I permessi sono riconosciuti anche ai lavoratori dipendenti di datori di lavoro pubblici o privati con figlio minorenne affetto da malattie oncologiche, in fase attiva o in follow-up precoce, o da malattie invalidanti o croniche, anche rare, che comportino un grado di invalidità pari o superiore al 74%.
Il successivo comma 2 del medesimo articolo ha stabilito anche che, per le dieci ore annue di permesso aggiuntivo, ai lavoratori compete un'indennità economica.

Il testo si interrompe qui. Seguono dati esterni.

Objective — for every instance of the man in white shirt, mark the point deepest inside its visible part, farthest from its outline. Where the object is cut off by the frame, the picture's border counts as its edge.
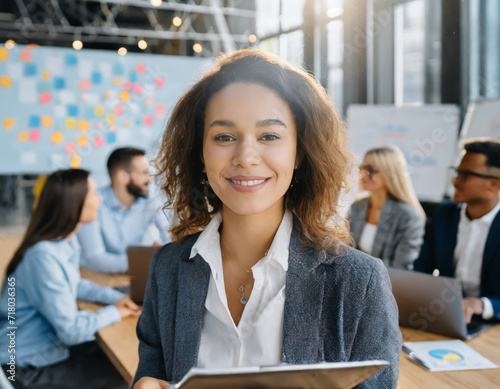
(463, 240)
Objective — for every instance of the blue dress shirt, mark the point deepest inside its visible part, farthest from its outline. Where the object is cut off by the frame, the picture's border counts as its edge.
(47, 319)
(105, 240)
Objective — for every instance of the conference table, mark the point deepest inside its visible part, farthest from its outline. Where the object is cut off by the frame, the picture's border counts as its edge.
(120, 343)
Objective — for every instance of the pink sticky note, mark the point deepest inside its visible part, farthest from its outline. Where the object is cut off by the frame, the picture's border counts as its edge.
(159, 81)
(118, 110)
(70, 148)
(148, 121)
(45, 97)
(140, 68)
(85, 85)
(35, 135)
(98, 141)
(137, 88)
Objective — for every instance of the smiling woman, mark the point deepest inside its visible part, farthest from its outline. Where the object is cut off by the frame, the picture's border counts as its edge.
(253, 162)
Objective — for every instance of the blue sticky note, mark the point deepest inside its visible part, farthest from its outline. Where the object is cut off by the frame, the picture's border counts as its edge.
(34, 121)
(29, 69)
(59, 83)
(118, 68)
(133, 77)
(96, 78)
(72, 110)
(71, 59)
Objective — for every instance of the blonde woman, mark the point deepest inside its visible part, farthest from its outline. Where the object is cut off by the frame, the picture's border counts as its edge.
(388, 220)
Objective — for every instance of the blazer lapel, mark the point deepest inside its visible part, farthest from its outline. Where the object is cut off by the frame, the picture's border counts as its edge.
(303, 305)
(194, 276)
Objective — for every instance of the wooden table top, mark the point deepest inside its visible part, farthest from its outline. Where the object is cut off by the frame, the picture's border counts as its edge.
(120, 343)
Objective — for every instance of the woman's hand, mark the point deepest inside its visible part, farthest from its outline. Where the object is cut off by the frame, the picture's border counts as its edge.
(151, 383)
(127, 307)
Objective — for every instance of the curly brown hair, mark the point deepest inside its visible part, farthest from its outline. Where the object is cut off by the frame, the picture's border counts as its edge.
(321, 142)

È richiesto, inoltre, che il medico di medicina generale o il medico specialista operante in una struttura sanitaria pubblica o privata accreditata rilasci all’interessato, affetto dalle suddette patologie, apposita prescrizione di visite, esami strumentali, analisi chimico-cliniche e microbiologiche o cure mediche.
La norma precisa che il diritto è attribuito ai lavoratori dipendenti presso datori di lavoro pubblici o privati e, pertanto, la disposizione non è applicabile ai lavoratori iscritti alla Gestione separata e ai lavoratori autonomi iscritti al Fondo pensioni per i lavoratori dello spettacolo.
Trattandosi di ore di permesso, inoltre, è richiesta la sussistenza di un rapporto di lavoro in corso al momento della fruizione dello stesso. Precisazione che risulta necessaria considerato che, ai sensi dell’ art.1, comma 1 della medesima Legge, al lavoratore, sia pubblico che privato, affetto da malattie oncologiche o malattie invalidanti o croniche, anche rare, che comportino un grado di invalidità pari o superiore al 74%, è concessa anche la facoltà di accedere ad un congedo straordinario per un periodo massimo di 24 mesi, la cui fruizione è subordinata all’esaurimento di tutti gli altri periodi di assenza giustificata, retribuita o non retribuita, spettanti al lavoratore a qualsiasi titolo. Durante questo periodo il rapporto si ritiene sospeso.
Infine, per quanto riguarda l'indennità economica per i lavoratori del settore privato, la circolare in commento specifica che, nel settore privato, l'indennità di cui al citato comma 2 è direttamente corrisposta dai datori di lavoro in misura pari al 66,66% della retribuzione media globale giornaliera (RMGG) del dipendente e successivamente dagli stessi recuperata tramite conguaglio con i contributi dovuti all’INPS (comma 3, articolo 2, Legge n. 106/2025).
La circolare include indicazioni sugli adempimenti del lavoratore del settore privato e le istruzioni a loro riferite per la compilazione della denuncia contributiva mensile.